In the past few weeks, the debate around coloured identity (particularly in relation to its stereotyping) has proven a popular topic in public conversation - sparked by Kuli Robert's article in the Sunday World.
The recent spate of debate around coloured identity has really got me thinking, what is the obscene underside of this all? What are we not seeing? Ostensibly, it all seems pretty obvious: a denial of the fact that “coloured people” make up a heterogeneous group, and should not be subject to the generalisations encompassed in crude stereotypes. So we will (rightfully) make a big noise, and stamp up a fuss, when someone like Kuli Roberts or Jimmy Manyi inserts their voice into these often repeated ideas about coloured society. Why is this necessary? Because on a deeper level, ideas MAKE reality (or more particularly, people’s understandings of reality), and these understandings construct culture: either entrenching or destabilising norms. However, whilst these columns cause uproar, they emerge as a symptom of the real issue: all that lurks under the surface.

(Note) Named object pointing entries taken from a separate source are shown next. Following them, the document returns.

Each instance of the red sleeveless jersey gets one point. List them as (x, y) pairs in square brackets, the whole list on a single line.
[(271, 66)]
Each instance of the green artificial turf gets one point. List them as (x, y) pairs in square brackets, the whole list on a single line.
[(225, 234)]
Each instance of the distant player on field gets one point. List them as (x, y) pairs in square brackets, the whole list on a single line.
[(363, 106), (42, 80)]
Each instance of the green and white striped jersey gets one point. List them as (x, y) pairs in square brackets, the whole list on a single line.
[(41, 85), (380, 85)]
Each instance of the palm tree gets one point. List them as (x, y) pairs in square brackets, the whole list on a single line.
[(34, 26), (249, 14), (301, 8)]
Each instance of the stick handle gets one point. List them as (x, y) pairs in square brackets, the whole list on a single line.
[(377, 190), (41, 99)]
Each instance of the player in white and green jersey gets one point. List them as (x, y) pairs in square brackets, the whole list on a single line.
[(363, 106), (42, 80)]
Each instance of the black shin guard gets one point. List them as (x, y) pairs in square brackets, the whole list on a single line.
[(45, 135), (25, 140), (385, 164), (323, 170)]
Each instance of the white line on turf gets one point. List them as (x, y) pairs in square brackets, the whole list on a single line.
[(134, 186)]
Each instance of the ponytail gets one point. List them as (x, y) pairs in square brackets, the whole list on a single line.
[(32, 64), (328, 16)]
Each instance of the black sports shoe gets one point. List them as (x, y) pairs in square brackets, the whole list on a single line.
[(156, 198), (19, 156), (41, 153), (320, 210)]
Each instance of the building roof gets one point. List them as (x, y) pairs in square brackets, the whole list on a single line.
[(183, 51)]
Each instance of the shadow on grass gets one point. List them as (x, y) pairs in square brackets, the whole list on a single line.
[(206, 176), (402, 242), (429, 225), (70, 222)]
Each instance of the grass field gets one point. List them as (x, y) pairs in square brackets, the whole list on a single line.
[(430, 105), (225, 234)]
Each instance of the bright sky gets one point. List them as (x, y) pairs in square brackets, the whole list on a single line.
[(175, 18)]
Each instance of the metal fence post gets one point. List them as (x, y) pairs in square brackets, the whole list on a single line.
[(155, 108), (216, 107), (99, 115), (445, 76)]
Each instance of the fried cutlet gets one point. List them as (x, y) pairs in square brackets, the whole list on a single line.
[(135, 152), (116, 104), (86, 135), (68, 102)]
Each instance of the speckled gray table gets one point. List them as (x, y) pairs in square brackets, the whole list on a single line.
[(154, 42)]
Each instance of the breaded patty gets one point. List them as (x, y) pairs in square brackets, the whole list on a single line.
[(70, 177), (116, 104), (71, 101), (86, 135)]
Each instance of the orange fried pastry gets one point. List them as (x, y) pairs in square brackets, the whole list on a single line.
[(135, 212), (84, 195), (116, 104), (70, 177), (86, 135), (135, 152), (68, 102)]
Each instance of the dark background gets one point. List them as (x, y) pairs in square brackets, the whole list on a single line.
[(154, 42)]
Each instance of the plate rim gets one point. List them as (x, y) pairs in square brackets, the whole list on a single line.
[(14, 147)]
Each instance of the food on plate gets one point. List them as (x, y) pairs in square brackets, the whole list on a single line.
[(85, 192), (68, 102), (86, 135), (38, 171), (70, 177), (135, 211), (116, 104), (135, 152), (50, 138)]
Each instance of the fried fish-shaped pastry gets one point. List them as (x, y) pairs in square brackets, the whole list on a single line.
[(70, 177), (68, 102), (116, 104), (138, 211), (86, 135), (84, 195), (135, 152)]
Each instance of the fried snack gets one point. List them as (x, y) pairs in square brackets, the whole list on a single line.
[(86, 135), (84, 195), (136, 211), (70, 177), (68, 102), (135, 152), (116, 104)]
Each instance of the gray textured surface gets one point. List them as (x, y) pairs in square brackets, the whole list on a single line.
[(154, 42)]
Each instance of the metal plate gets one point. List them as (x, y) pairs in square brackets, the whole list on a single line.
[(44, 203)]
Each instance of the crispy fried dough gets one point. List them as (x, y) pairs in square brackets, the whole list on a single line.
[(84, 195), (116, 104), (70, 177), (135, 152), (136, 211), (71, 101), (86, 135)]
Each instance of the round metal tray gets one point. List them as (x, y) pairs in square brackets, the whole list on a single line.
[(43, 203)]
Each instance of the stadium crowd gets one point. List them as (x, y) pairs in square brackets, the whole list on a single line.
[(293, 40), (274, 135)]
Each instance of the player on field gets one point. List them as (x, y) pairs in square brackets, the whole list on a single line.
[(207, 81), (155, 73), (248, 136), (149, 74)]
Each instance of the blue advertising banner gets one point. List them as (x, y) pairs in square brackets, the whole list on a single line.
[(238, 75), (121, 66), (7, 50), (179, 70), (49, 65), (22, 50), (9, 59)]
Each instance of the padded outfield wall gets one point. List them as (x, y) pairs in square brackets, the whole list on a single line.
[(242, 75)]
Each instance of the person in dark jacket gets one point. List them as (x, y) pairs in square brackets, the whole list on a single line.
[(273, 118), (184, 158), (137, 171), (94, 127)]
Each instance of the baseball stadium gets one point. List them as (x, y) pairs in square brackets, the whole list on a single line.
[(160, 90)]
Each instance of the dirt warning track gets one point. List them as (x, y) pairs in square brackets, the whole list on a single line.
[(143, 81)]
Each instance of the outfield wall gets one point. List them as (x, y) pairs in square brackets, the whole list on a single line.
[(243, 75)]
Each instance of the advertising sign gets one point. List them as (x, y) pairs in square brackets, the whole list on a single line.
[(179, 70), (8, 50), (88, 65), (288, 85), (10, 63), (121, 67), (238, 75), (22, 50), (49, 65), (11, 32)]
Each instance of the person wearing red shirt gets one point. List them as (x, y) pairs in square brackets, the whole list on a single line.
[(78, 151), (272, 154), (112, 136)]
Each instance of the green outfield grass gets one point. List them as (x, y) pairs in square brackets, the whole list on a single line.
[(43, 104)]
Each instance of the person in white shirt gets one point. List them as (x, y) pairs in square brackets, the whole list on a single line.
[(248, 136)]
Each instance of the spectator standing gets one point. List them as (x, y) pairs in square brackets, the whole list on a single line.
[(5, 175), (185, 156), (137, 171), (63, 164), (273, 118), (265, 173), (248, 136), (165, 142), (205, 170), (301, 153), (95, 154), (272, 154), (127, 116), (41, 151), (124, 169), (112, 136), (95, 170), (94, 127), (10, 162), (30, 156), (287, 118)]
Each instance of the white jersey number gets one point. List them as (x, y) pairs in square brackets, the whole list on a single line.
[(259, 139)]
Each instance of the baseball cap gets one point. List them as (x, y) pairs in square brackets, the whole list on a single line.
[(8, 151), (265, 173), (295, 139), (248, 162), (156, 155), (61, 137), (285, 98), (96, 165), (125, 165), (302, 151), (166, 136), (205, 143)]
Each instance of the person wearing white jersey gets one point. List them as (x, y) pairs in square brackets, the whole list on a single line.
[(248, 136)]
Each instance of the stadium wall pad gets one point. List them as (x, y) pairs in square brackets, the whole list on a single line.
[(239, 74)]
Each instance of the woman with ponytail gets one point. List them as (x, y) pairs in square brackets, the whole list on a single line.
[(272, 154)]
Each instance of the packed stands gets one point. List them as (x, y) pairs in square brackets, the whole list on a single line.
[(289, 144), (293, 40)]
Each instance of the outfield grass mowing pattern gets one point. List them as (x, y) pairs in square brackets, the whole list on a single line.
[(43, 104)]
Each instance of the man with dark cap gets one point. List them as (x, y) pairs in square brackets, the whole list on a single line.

The real issue here is the amount of airtime these stereotypes are unquestionably afforded. Just turn on your TV and you will find them within the advertisements we know, love and love to laugh at, in the subtle comments of random people, and (importantly) in daily interactions. We might want to call them “harmless reproductions”. But, these constant reproductions leave their residue within our minds, and soon that residue builds to form an image – a “face” of colouredness if you will. It might seem “harmless” to reproduce these, but again “ideas make reality”. And when the reality slaps us in the face, in the form of unqualified comments by Kuli Roberts, or anyone else, we speak out – but when do we confront the subtleties of these realities: the daily representations that are hard at work within the minds of people to form that self-same, unquestioned image of “the coloured”?.
So while some may want to call the recent debate a “storm in a teacup”, I have to wonder whether they are ignorant of the subtleties within representations of coloured people, or simply too disinterested in how these ideas continually manufacture a 2-dimensional identity, or just don’t care. Because from where I stand, that tea sure does leave a bitter taste in my mouth.